Questi, insomma, partono dalle bancarelle abusive, mettono da parte quanto possono e, appena ce la fanno, a volte dopo molti anni, iniziano a girare per mercati e fiere. A volte, se sono fortunati, aprono una piccola attività. Dopo anni pagati alla giornata imparato il mestiere e provano a farlo in proprio, percorrendo una sorta di cursus honorum non privo di difficoltà. E se tutto va bene si mettono in regola e contribuiscono alla previdenza sociale: 10,9 miliardi di contributi ivs versati a fronte di un beneficio che si limita allo 0,3% delle pensioni erogate. L’immagine che ne viene fuori, per capirci, ricorda più il Faust di Goethe che sfida i propri limiti che l’Oliver Twist di Charles Dickens con la ciotola in mano; rimanda ad una lotta quasi eroica combattuta da gente che, mattone su mattone, costruisce il proprio futuro, lontana anni luce dall’attesa del prossimo concorso o dalla nenia lamentosa dello stato che non assicura il posto. Leggendo questi numeri non è certo la pietà il sentimento che viene in mente, solo empatia o (perdonate il paradosso) invidia, per una forza di volontà che, a volte, mi piacerebbe avere.
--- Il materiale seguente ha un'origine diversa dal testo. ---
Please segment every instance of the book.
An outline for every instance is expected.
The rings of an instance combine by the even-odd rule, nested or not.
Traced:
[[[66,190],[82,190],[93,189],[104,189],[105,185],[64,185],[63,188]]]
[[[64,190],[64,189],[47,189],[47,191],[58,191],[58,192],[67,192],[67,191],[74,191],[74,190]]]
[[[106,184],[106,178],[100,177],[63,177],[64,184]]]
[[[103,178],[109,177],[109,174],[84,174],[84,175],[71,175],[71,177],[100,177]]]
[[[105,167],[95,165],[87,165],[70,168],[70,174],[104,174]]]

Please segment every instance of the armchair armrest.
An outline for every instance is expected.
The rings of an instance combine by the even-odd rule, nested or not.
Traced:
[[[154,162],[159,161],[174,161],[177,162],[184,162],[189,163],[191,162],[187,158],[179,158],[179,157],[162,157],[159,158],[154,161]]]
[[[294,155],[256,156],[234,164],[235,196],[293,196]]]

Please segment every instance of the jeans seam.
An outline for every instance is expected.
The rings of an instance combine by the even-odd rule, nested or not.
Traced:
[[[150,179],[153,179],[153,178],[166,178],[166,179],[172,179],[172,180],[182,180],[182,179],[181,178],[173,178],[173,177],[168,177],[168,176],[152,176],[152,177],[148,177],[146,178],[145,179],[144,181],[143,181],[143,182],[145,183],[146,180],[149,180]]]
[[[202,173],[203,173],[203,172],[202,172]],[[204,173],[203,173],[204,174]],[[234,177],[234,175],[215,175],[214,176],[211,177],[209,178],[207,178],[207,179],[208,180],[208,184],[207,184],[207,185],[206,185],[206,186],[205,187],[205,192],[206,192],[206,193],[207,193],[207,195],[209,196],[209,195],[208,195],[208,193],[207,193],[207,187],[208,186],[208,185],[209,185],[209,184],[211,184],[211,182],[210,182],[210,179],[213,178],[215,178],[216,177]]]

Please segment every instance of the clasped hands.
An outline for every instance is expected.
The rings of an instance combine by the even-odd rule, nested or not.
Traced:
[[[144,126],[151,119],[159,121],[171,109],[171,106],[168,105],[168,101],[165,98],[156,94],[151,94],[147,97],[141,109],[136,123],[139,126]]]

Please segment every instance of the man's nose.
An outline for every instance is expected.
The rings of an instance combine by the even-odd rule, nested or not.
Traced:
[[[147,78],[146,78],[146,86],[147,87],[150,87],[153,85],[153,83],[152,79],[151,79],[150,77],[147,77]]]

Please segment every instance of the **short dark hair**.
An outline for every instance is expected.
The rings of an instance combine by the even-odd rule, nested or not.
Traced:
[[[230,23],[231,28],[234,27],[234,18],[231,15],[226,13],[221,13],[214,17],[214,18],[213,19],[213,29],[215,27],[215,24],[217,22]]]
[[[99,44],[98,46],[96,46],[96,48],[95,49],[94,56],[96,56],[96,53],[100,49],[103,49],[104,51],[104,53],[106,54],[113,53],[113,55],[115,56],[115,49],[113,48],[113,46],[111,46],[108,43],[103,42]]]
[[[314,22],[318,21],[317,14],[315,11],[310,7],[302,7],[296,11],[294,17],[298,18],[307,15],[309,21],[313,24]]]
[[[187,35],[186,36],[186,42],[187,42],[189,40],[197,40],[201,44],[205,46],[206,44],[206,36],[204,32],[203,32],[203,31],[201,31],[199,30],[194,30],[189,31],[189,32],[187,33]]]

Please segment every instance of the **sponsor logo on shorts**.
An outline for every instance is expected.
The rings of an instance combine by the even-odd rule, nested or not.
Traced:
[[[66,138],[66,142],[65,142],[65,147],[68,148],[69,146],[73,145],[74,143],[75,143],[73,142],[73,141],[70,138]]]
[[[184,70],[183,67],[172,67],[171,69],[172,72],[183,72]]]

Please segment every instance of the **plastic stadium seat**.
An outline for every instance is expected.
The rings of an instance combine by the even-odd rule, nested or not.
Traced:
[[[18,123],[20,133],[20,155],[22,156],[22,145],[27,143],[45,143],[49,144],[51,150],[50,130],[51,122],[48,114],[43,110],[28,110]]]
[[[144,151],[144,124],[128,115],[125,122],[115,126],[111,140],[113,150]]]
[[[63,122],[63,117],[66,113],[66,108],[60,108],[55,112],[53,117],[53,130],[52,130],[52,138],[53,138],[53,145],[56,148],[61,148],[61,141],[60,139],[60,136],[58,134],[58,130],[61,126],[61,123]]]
Ovviamente non è tutto rose e fiori. Quello descritto è solo un aspetto di molti, non sempre così piacevoli. Merita attenzione chi è preoccupato per la propria famiglia e merita spiegazioni su come, operativamente, si intenderà gestire l’accoglienza e l’integrazione dei nuovi arrivati, se si deciderà in tal senso. Il punto è che affrontare questo fenomeno non è una scelta, solo come farlo lo è. Chiunque negli ultimi anni ha girato l’Italia lungo le arterie disegnate dalle diramazione di ferrovie e autostrade si è accorto che quello di cui parliamo sta già avvenendo e che, volenti o nolenti, non sarà possibile girare la testa dall’altra parte.